Il s'est creusé un espace propre au cœur de la ville, comme un champignon, un parasite, une excroissance superflue. Apparu au milieu du paysage urbain comme un trou noir au milieu des astres d'une galaxie. Et, étrangement, il semble qu'on lui fasse de la place, les quartiers environnants sont désertés, on abat les vieilles bâtisses qui l'entourent... à ce jour, en effet, on parle encore d'agrandissements, de travaux d'aménagement, d'ouvrir de nouvelles ailes, de nouveaux départements, quitte à faire disparaître un ou deux lotissements alentour. Personne ne se souvient au juste de ce qu'il y avait auparavant en lieu et place du Musée, peut-être une église en ruine, ou un hangar désaffecté, ou une ancienne gare inusitée. Toujours est-il qu'aujourd'hui, le Musée Creux s'impose dans le décor, s'érige devant les badauds qui lèvent les yeux vers lui comme s'il avait de tout temps été là. La ville semble s'entortiller autour de lui en une kyrielle de ruelles compliquées, comme autrefois les villages se construisaient plus ou moins en colimaçon autour de l'église ou de la cathédrale. Impossible de la traverser sans passer au moins une ou deux fois devant le Musée. Il en est même devenu l'une des principales attractions.

Il n'est, dans son apparence, pas vraiment conforme à l'idée que l'on se fait d'un musée. L'architecture atypique du Musée en fait moins une catégorie de bâtiment précise qu'un carrefour, un croisement entre plusieurs types de constructions. S'il fallait le définir, on le situerait quelque part à la rencontre d'une ancienne église romane un peu gonflée et d'un stade, d'un cirque sombre plutôt, avec pour couronner le tout un dôme d'une couleur fade et indistincte, plutôt comme un casque ou un couvercle, le genre de coupole que l'on trouve au sommet des grandes mosquées ou de certaines basiliques, mais que l'on aurait transplanté sur le toit d'une usine de matières plastiques ou d'une station thermale.

Bref, le Musée est un curieux hybride, dont on n'a jamais pu identifier clairement l'architecte.
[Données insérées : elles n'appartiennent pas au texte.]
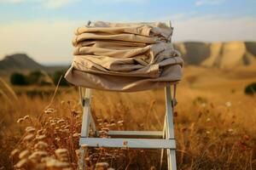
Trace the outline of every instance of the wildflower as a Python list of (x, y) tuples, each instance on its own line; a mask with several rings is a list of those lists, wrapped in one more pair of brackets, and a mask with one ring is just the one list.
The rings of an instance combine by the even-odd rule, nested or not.
[(206, 106), (207, 106), (207, 104), (206, 104), (206, 103), (202, 103), (202, 104), (201, 105), (201, 106), (206, 107)]
[(23, 150), (23, 151), (21, 151), (21, 152), (20, 153), (19, 158), (20, 158), (20, 159), (26, 158), (26, 157), (27, 157), (27, 156), (29, 156), (29, 153), (30, 153), (29, 150)]
[(20, 152), (20, 150), (15, 149), (15, 150), (11, 152), (10, 156), (15, 156), (17, 155), (19, 152)]
[(38, 140), (43, 140), (43, 139), (46, 139), (46, 135), (45, 134), (42, 134), (42, 135), (37, 136), (36, 139)]
[(16, 163), (15, 167), (20, 168), (26, 164), (27, 161), (28, 160), (26, 158), (21, 159), (20, 162), (18, 162), (18, 163)]
[(75, 133), (73, 134), (73, 137), (79, 137), (80, 136), (80, 133)]
[(104, 170), (104, 169), (107, 169), (108, 167), (108, 162), (97, 162), (96, 164), (96, 169), (102, 169), (102, 170)]
[(229, 128), (229, 129), (228, 129), (228, 133), (234, 133), (234, 130), (233, 130), (232, 128)]
[(67, 149), (57, 149), (55, 150), (55, 154), (56, 155), (61, 155), (61, 154), (65, 154), (65, 153), (67, 153)]
[(88, 144), (83, 144), (82, 145), (81, 145), (81, 148), (83, 149), (83, 150), (85, 150), (85, 149), (87, 149), (88, 148)]
[(53, 168), (66, 168), (66, 167), (69, 167), (69, 163), (68, 162), (60, 162), (58, 160), (55, 159), (49, 159), (46, 162), (46, 167), (53, 167)]
[(26, 127), (26, 133), (33, 133), (35, 131), (36, 131), (36, 129), (34, 128), (32, 128), (32, 127)]
[(45, 157), (47, 156), (48, 153), (46, 151), (35, 151), (28, 156), (28, 159), (35, 162), (39, 162), (42, 157)]
[(28, 119), (28, 118), (29, 118), (29, 116), (28, 116), (28, 115), (26, 115), (26, 116), (25, 116), (23, 117), (24, 120), (26, 120), (26, 119)]
[(226, 103), (225, 103), (225, 105), (226, 105), (227, 107), (230, 107), (230, 106), (231, 106), (231, 102), (230, 102), (230, 101), (226, 102)]
[(118, 122), (118, 124), (123, 124), (124, 123), (124, 121), (119, 121)]
[(30, 141), (32, 140), (32, 139), (34, 138), (34, 135), (33, 134), (28, 134), (26, 136), (24, 137), (24, 140), (26, 140), (26, 141)]
[(17, 123), (21, 123), (23, 121), (24, 121), (24, 118), (20, 118), (20, 119), (18, 119)]
[(35, 144), (35, 148), (44, 149), (48, 147), (48, 144), (43, 141), (39, 141)]

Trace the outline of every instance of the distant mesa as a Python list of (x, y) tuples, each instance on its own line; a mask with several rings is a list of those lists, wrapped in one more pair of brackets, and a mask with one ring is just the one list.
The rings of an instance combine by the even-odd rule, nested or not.
[(67, 69), (67, 65), (46, 66), (40, 65), (26, 54), (7, 55), (0, 60), (0, 74), (10, 74), (14, 71), (44, 71), (53, 73), (55, 71)]
[(7, 55), (0, 61), (0, 70), (45, 70), (45, 66), (38, 64), (26, 54)]
[(256, 42), (195, 42), (174, 44), (186, 65), (230, 70), (250, 66), (256, 70)]

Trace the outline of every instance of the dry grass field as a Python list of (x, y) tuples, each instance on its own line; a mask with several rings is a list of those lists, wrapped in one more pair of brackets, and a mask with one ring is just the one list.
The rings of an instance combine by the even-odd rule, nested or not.
[[(243, 92), (255, 74), (190, 66), (184, 75), (174, 112), (178, 169), (256, 169), (256, 99)], [(0, 169), (75, 169), (81, 126), (77, 89), (60, 89), (51, 100), (52, 93), (16, 97), (1, 88)], [(164, 91), (93, 91), (92, 114), (102, 137), (108, 129), (161, 130)], [(95, 148), (84, 159), (90, 169), (160, 168), (154, 150)]]

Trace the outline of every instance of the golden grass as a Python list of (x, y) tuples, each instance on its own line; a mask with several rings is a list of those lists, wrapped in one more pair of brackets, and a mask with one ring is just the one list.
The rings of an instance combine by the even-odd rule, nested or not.
[[(178, 169), (256, 169), (255, 97), (245, 96), (237, 84), (223, 86), (219, 92), (216, 87), (183, 83), (178, 88), (174, 113)], [(81, 127), (77, 94), (75, 88), (64, 90), (48, 108), (50, 97), (21, 95), (17, 105), (0, 97), (0, 167), (77, 168)], [(93, 91), (92, 114), (102, 137), (108, 129), (160, 130), (164, 102), (163, 90)], [(89, 150), (84, 159), (90, 169), (160, 168), (160, 150)]]

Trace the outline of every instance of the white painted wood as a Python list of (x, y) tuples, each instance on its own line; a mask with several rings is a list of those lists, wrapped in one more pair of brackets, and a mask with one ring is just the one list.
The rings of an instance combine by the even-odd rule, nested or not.
[(91, 147), (111, 148), (144, 148), (144, 149), (174, 149), (174, 139), (103, 139), (103, 138), (81, 138), (80, 144), (86, 144)]
[(162, 138), (162, 131), (108, 131), (110, 136), (142, 136), (142, 137), (154, 137)]
[(170, 86), (166, 87), (166, 137), (168, 139), (174, 139), (174, 127), (173, 127), (173, 116), (172, 107), (172, 97)]
[[(165, 115), (165, 122), (164, 122), (164, 128), (162, 131), (162, 136), (163, 139), (166, 139), (166, 115)], [(164, 154), (165, 154), (165, 149), (161, 149), (161, 156), (160, 156), (160, 169), (163, 167), (163, 161), (164, 161)]]
[(90, 89), (87, 88), (85, 91), (85, 98), (84, 98), (84, 108), (83, 108), (83, 119), (82, 119), (82, 130), (81, 137), (87, 137), (89, 133), (90, 123)]
[[(173, 126), (173, 116), (172, 116), (172, 94), (171, 87), (166, 87), (166, 139), (172, 139), (174, 141), (174, 126)], [(175, 146), (176, 148), (176, 146)], [(175, 149), (167, 149), (167, 164), (168, 170), (177, 170), (176, 165), (176, 152)]]

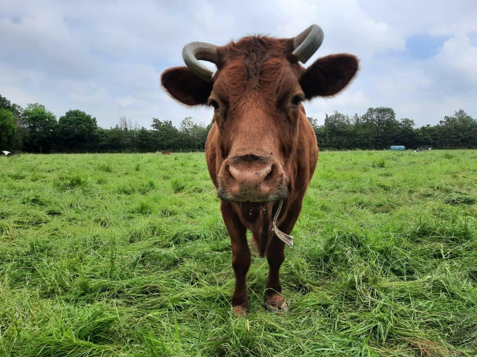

Il semblerait que plusieurs se soient succédé, avec des visions contrastées, voire contradictoires, si bien que la spécificité marquante dans l'allure générale du Musée, c'est qu'il n'en a aucune. Par certaines façades, il apparaît avec évidence comme un bâtiment important, et pourtant, si l'on s'y rend par certaines rues détournées, on ne se rend pas très bien compte du lieu où cessent la rue et le pâté de maisons, et de celui où commence le Musée. En plusieurs endroits, il se fond dans la ville de manière discrète, un peu sournoise même, ses dernières extensions se ramifiant en toutes petites maisonnettes que l'on a du mal à distinguer des maisons résidentielles qui l'entourent. De par son architecture vagabonde, un peu éparpillée, le Musée paraît ainsi beaucoup moins grand qu'il ne l'est en réalité.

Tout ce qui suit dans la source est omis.